Evy et Annabelle / Chapitre 28.

2K 158 10
                                    

Elle passe d'une pièce à l'autre, s'extasiant sur les murs défraîchis et la décoration vintage.

-On pourrait y tourner des films d'horreur comme Saw.

Elle désigne l'endroit où elle veut le DJ, la piste de danse, l'endroit du buffet et des boissons. Alcoolisées bien entendu.
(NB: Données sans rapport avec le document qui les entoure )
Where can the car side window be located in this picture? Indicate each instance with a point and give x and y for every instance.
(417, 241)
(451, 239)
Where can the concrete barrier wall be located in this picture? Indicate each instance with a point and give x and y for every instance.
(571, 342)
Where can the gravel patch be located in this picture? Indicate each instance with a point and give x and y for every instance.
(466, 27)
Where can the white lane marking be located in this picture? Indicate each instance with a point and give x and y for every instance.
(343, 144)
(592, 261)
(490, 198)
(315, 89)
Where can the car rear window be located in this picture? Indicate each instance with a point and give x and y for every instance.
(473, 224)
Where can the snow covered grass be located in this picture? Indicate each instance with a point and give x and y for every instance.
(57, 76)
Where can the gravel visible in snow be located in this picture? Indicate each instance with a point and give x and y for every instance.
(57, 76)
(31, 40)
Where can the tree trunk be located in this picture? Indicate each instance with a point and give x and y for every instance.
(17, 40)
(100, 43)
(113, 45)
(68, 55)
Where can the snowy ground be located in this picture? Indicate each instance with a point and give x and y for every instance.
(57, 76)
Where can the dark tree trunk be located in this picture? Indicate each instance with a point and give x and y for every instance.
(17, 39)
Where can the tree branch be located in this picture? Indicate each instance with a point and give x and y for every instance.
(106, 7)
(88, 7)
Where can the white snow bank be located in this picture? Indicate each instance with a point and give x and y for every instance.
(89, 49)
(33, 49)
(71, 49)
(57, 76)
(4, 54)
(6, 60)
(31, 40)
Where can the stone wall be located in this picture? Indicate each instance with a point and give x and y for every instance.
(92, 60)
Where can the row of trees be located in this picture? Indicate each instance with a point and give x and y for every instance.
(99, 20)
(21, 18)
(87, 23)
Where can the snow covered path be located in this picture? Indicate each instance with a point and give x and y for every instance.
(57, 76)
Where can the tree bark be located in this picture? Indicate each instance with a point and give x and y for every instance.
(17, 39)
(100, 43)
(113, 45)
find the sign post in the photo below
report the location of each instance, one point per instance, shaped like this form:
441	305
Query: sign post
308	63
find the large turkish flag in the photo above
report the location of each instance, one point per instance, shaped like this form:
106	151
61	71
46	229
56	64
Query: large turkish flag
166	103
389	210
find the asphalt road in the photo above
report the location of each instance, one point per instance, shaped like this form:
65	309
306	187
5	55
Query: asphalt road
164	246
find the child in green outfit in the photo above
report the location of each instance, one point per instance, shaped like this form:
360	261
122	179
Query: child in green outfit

Les chambres doivent être nettoyées selon elle. Pour y remettre des lits.

-Tu ne veux pas savoir, me dit-elle quand je lui demande ce qu'elle compte y faire.

Non, c'est certain ! Coucher avec le premier venu à son âge ne me serait jamais venu à l'esprit. Nous continuons la visite. Plus on approche du but, plus la nervosité me gagne.

-Viens, c'est par là. Je vais te montrer. Comme ambiance, là tu auras peur.

J'ouvre la porte et la laisse passer devant. Elle descend l'escalier en bois. J'appuie sur l'interrupteur et la lumière se fait. Je referme derrière moi.

A clef.

Je la cache dans ma poche et la suis en bas.

L'ampoule qui pend est incandescente. Elle éblouit et noie dans sa lumière crue toutes les ombres. La pièce est presque nue. Une table avec du matériel informatique à la pointe. Un lit d'une personne en fer forgé et une couverture en laine qui agresse la peau, même de loin, tant elle à l'air rêche. Et une chaise en métal, imposante au milieu de la pièce.

-Les murs gris et sales ainsi que les fenêtres obturées par mes soins donnent des frissons.

-Waouh ! Pour un film d'horreur, c'est ce qu'il faut !

-Il ne manque plus que Robert Englund.

-Qui ?

-Le premier Freddy Krueger.

Elle ne connaît pas, trop loin pour elle, ce maître des cauchemars.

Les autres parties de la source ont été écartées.